Après avoir été reçus à Matignon, nous attendions une enveloppe supplémentaire : nous avons vu que Nicole Belloubet avait les mains vides. Trois assistants d’éducation, pour un département qui compte 869 écoles, 168 collèges, 68 lycées ? ! La seule chose concrète, c’est de prendre enfin en compte les élèves allophones dans les effectifs des classes. Mais là non plus, sans aucune garantie sur la création des postes qui devrait forcément en résulter.
La grève et la manifestation de ce 22 avril, baroud d’honneur ou nouveau départ pour la mobilisation ?
Dire qu’on ne fait pas la rentrée, c’est toujours un moment important. Ce doit être un rebond, dans la continuité du mouvement, pour maintenir la pression jusqu’à ce que nous obtenions de vraies réponses. On ne peut pas dire quel sera le niveau de mobilisation mais dans le 1er degré, on s’attend à ce qu’elle puisse être supérieure au 26 février.
« Ce que fait le gouvernement sur ce sujet, c’est de l’agitation – mais une agitation idéologique, dangereuse. »
Ce mouvement peut durer, car il est construit à la base, par des AG locales massives. Nous soutenons aussi les douze communes du département qui seront devant le tribunal administratif, mercredi, suite au recours de la préfecture contre les arrêtés qu’ils ont pris pour mettre l’État en demeure de faire cesser, en urgence, le trouble à l’ordre public que constitue la situation dégradée de l’école.
Comment avez-vous pris, vu de Seine-Saint-Denis, les annonces de Gabriel Attal sur la « violence des jeunes » ?
C’est un discours nauséabond, ça fait peur. C’est une vision de l’éducation, de l’éducabilité de chacun qui est assez… particulière, et qui marche sur les plates-bandes de l’extrême droite. Ce n’est pas une démarche d’éducateur. Notre travail d’enseignant consiste à déconstruire les croyances pour construire du savoir ; là, on nous dit qu’il faut inculquer les choses. Sur la violence, oui, il y a des évènements graves.

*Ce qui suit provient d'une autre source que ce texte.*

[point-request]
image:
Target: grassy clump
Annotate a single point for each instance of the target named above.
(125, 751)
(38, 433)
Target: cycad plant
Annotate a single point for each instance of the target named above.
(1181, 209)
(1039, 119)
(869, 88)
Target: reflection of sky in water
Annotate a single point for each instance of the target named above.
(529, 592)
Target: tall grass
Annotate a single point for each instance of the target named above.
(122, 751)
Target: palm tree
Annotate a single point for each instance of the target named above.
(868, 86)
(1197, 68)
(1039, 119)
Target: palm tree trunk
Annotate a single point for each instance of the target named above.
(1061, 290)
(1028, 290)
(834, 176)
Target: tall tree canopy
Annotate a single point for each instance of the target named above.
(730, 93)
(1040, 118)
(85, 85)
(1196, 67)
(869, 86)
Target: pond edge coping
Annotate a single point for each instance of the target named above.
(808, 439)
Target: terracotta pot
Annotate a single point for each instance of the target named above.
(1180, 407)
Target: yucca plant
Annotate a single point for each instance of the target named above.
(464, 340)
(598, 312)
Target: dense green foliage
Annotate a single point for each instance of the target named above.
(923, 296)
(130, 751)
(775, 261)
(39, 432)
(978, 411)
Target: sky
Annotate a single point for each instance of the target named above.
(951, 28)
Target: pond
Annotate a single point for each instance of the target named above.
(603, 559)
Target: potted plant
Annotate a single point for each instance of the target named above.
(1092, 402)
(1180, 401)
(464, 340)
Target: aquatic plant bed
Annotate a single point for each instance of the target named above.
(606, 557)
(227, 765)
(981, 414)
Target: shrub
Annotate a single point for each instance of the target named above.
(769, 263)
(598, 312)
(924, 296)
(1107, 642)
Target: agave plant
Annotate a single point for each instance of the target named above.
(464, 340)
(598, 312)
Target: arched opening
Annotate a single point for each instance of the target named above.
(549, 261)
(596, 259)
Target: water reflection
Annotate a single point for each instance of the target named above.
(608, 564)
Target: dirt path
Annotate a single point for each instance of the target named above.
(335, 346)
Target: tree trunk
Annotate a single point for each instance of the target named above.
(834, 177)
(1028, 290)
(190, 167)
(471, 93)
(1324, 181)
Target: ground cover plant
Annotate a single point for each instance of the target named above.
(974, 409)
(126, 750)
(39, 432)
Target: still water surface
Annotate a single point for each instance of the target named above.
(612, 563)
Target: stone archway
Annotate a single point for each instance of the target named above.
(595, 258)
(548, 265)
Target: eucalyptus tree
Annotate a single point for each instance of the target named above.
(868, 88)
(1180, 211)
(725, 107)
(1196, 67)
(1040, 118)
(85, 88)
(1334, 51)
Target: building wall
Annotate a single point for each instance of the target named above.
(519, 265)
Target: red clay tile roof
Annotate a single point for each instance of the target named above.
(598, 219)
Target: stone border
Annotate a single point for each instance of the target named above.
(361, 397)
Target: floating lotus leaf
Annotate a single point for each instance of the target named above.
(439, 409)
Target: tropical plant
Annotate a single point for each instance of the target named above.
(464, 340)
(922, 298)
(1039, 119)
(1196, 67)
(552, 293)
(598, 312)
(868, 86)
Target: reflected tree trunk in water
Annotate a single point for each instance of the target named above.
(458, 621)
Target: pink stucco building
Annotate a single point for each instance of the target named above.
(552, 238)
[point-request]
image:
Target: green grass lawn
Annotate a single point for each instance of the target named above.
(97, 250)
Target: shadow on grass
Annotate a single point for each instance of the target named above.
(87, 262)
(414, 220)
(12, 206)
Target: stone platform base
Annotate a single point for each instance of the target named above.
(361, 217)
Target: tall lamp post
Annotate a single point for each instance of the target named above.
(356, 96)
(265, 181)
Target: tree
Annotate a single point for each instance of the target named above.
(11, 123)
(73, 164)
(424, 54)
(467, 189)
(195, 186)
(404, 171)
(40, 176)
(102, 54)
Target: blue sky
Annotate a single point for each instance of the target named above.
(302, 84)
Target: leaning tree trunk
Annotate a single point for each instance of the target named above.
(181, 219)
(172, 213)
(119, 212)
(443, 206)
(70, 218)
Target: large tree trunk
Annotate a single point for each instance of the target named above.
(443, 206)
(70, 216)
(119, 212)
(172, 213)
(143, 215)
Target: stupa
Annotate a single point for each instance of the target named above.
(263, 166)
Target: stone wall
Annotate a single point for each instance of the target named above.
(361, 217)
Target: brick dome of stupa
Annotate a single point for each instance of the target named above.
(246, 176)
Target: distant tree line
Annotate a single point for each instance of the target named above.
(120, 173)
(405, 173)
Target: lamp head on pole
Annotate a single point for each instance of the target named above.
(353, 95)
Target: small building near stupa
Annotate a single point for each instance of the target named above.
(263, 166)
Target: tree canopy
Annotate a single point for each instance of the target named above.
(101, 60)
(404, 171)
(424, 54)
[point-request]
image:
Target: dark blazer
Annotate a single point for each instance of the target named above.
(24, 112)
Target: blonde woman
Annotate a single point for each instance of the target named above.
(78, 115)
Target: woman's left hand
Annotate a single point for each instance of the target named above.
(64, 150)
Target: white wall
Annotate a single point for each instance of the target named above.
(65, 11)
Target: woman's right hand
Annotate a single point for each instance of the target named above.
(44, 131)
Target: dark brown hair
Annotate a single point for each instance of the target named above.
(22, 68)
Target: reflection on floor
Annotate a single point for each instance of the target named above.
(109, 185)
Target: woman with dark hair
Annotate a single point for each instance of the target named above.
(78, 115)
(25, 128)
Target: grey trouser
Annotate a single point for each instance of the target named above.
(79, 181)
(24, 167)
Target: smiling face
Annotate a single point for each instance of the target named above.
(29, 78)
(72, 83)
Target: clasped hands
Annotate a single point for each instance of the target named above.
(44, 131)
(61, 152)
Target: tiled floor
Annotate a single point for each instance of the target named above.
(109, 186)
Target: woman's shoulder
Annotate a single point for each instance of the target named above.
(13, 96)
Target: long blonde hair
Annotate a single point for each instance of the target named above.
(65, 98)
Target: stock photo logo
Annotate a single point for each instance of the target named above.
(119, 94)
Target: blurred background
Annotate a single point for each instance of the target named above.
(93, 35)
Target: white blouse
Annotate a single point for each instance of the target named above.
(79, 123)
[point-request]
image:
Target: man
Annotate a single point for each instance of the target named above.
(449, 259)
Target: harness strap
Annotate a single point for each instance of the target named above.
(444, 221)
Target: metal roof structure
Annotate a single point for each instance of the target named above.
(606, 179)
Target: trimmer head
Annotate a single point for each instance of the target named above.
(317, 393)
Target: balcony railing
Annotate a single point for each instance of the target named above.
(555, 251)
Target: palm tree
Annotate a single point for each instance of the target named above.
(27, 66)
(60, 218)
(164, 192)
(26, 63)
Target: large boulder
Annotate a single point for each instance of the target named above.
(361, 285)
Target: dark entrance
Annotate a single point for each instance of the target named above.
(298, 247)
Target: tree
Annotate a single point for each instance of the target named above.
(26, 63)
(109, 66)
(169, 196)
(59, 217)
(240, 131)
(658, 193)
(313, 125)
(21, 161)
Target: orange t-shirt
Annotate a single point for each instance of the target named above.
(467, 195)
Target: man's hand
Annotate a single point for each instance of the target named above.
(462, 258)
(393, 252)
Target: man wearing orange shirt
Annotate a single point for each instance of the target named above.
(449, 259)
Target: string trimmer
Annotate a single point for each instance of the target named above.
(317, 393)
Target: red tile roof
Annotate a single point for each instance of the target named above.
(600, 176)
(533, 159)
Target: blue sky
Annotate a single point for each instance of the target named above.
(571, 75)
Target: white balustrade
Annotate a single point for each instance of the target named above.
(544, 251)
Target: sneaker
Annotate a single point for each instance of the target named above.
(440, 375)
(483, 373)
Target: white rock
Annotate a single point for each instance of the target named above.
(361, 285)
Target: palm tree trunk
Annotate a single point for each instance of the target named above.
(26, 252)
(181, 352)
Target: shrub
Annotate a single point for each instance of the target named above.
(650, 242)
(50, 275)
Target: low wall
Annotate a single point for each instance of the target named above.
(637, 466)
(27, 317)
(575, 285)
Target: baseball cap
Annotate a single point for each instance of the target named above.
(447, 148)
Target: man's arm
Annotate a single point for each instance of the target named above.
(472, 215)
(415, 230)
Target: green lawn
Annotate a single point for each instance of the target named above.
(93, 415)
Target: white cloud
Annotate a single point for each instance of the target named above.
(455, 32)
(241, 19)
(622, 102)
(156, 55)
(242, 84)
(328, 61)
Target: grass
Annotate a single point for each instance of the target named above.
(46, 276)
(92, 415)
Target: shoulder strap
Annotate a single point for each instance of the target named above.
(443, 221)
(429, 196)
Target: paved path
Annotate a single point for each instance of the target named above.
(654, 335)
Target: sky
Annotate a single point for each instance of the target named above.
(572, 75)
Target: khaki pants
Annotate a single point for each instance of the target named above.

Mais le focus médiatique qui se produit autour de ça donne l’impression d’une jeunesse dangereuse, incontrôlable : notre quotidien, ce n’est pas ça ! Et quand il se passe quelque chose, on ne fait pas rien. Ce que fait le gouvernement sur ce sujet, c’est de l’agitation – mais une agitation idéologique, dangereuse. Nous avons un gouvernement qui a peur de sa jeunesse et qui la massacre.
Nous sommes conscients que le discours sur l’autorité peut avoir un écho dans une partie de notre profession qui est maltraitée, parfois un peu perdue, et qui peut sentir sa souffrance un peu reconnue de cette manière. Mais la politique de tri social qui est en œuvre va accentuer les fractures. Et quand on fracture, on ne combat pas la violence, on en crée encore plus.